Texas has agreed to take steps to redress and prevent future Medicare capitation payments to Medicare managed care organization organization in response to an audit by the Department of Health & Human Services Office Of Inspector General (OIG).
A recently released OIG report says OIG found Texas Medicaid did not always stop making capitation payments after a beneficiary’s death, despite its efforts to identify and recover any unallowable payments. Specifically, Texas Medicaid paid $6.4 million for 8,496 capitation payments made between January 1, 2013, and December 31, 2015, for beneficiaries with death dates reported as prior to this period. While Texas recovered some of these payments, OIG determined that $1.8 million remains unrecovered and that Texas paid $840,587 for beneficiaries who OIG could not determine to be deceased.

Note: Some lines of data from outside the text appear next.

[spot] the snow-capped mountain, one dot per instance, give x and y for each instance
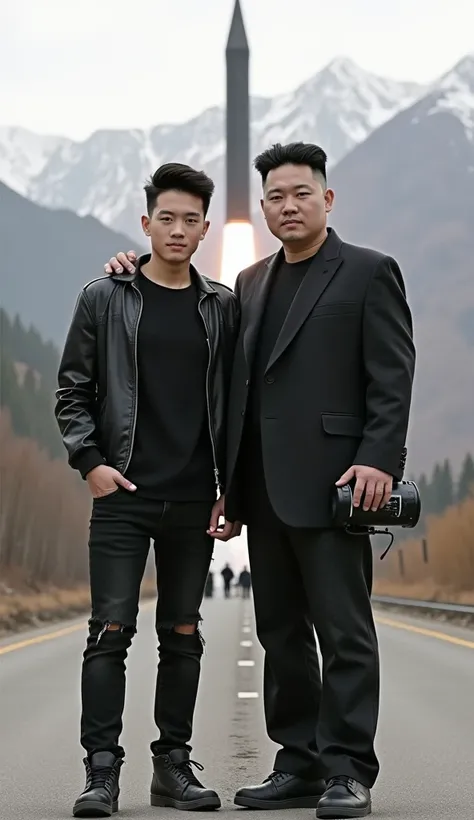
(23, 156)
(454, 94)
(104, 175)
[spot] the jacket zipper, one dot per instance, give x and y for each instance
(135, 356)
(208, 403)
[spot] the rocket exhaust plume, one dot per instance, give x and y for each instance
(238, 246)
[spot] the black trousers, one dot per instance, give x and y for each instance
(305, 578)
(121, 527)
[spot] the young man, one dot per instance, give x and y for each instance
(324, 368)
(141, 405)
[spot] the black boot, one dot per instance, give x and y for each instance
(174, 784)
(281, 791)
(101, 792)
(344, 797)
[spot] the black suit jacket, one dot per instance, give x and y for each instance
(337, 388)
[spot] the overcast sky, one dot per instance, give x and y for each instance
(70, 68)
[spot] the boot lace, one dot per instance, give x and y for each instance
(99, 776)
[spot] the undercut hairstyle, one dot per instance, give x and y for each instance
(174, 176)
(295, 153)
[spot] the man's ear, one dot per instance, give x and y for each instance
(205, 229)
(329, 199)
(146, 225)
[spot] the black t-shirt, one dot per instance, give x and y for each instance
(286, 283)
(172, 454)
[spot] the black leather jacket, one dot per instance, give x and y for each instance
(96, 406)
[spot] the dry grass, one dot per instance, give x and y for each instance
(449, 573)
(22, 607)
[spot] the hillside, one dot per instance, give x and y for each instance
(47, 256)
(409, 190)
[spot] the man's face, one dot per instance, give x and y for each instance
(295, 204)
(176, 226)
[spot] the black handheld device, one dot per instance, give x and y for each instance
(403, 509)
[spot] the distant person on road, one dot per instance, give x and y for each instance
(245, 582)
(321, 394)
(141, 405)
(227, 576)
(209, 588)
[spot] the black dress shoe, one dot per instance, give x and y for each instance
(101, 792)
(175, 785)
(344, 797)
(281, 791)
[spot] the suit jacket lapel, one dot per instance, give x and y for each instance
(318, 276)
(258, 300)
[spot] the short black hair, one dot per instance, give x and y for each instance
(174, 176)
(295, 153)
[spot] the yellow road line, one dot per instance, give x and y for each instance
(59, 633)
(430, 633)
(49, 636)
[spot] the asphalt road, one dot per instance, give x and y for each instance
(425, 740)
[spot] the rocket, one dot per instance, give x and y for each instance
(237, 121)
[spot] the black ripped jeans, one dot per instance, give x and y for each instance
(121, 527)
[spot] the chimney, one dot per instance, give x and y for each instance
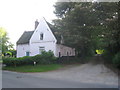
(36, 23)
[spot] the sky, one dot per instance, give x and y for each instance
(17, 16)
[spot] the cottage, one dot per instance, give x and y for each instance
(43, 38)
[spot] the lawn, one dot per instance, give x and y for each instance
(36, 68)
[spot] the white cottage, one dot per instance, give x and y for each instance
(42, 38)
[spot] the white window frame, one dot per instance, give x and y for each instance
(41, 48)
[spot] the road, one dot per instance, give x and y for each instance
(23, 80)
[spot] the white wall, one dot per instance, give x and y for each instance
(22, 49)
(64, 49)
(48, 41)
(34, 47)
(47, 34)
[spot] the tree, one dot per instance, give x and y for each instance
(84, 25)
(5, 43)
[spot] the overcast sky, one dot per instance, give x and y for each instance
(17, 16)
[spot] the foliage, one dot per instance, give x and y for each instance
(89, 26)
(44, 58)
(99, 51)
(4, 39)
(36, 68)
(116, 60)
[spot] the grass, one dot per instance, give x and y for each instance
(30, 68)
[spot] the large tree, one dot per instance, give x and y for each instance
(85, 25)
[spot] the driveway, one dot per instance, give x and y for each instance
(85, 73)
(72, 76)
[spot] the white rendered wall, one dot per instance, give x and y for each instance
(48, 41)
(34, 47)
(22, 49)
(64, 50)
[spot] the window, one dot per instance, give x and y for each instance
(27, 53)
(41, 36)
(41, 49)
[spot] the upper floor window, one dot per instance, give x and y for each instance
(41, 36)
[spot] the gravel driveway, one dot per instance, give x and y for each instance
(86, 73)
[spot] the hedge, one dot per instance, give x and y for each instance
(116, 60)
(44, 58)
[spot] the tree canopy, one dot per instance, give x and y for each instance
(5, 44)
(88, 26)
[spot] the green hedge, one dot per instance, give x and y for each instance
(116, 60)
(44, 58)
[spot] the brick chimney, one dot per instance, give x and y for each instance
(36, 23)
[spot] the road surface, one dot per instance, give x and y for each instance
(23, 80)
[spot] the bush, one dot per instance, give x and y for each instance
(116, 60)
(44, 58)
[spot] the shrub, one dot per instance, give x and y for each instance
(116, 60)
(44, 58)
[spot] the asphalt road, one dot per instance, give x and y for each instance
(22, 80)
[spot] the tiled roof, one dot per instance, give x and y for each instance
(24, 39)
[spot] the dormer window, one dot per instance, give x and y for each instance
(41, 36)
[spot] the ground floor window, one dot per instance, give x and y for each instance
(41, 49)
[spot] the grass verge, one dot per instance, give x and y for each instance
(36, 68)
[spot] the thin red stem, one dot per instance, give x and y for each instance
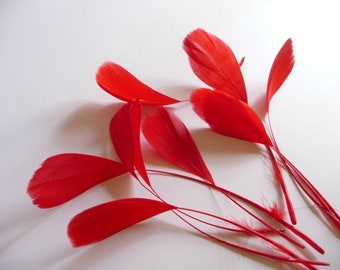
(294, 258)
(311, 191)
(282, 183)
(253, 204)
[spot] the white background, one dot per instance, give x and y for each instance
(50, 103)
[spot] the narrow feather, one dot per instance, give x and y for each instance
(65, 176)
(125, 136)
(102, 221)
(120, 83)
(281, 68)
(215, 63)
(170, 137)
(229, 116)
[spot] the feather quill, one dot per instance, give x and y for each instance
(120, 83)
(172, 140)
(214, 63)
(125, 136)
(102, 221)
(65, 176)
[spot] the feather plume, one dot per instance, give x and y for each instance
(118, 82)
(125, 136)
(172, 140)
(65, 176)
(215, 63)
(102, 221)
(229, 116)
(281, 68)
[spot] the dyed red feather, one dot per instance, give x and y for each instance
(118, 82)
(170, 137)
(229, 116)
(125, 136)
(214, 63)
(102, 221)
(65, 176)
(281, 68)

Based on these findings, OIG recommended that Texas Medicaid:
- Identify and recover unallowable payments totaling $1.8 million from MCOs and refund $1 million (Federal share) to the Federal Government,
- Review capitation payments before and after the OIG audit period for additional unallowable payments for the deceased beneficiaries,
- Work with the Social Security Administration to determine whether the 77 beneficiaries whose status could not be verified are deceased and recover any unallowable payments, and
- Strengthen its policies and procedures for identifying deceased beneficiaries and denying Medicaid benefits and ending eligibility to prevent future unallowable payments. Texas Medicaid agreed with our findings and provided information on actions that it had taken or planned to take to address OIG’s recommendations.
The report and Texas’ response sends a strong signal to Texas and other Medicaid managed care organizations to clean up their eligibility tracking and billing to avoid billing for or accepting capitation payments after beneficiaries die as well as prepare to make repayments if they receive those payments.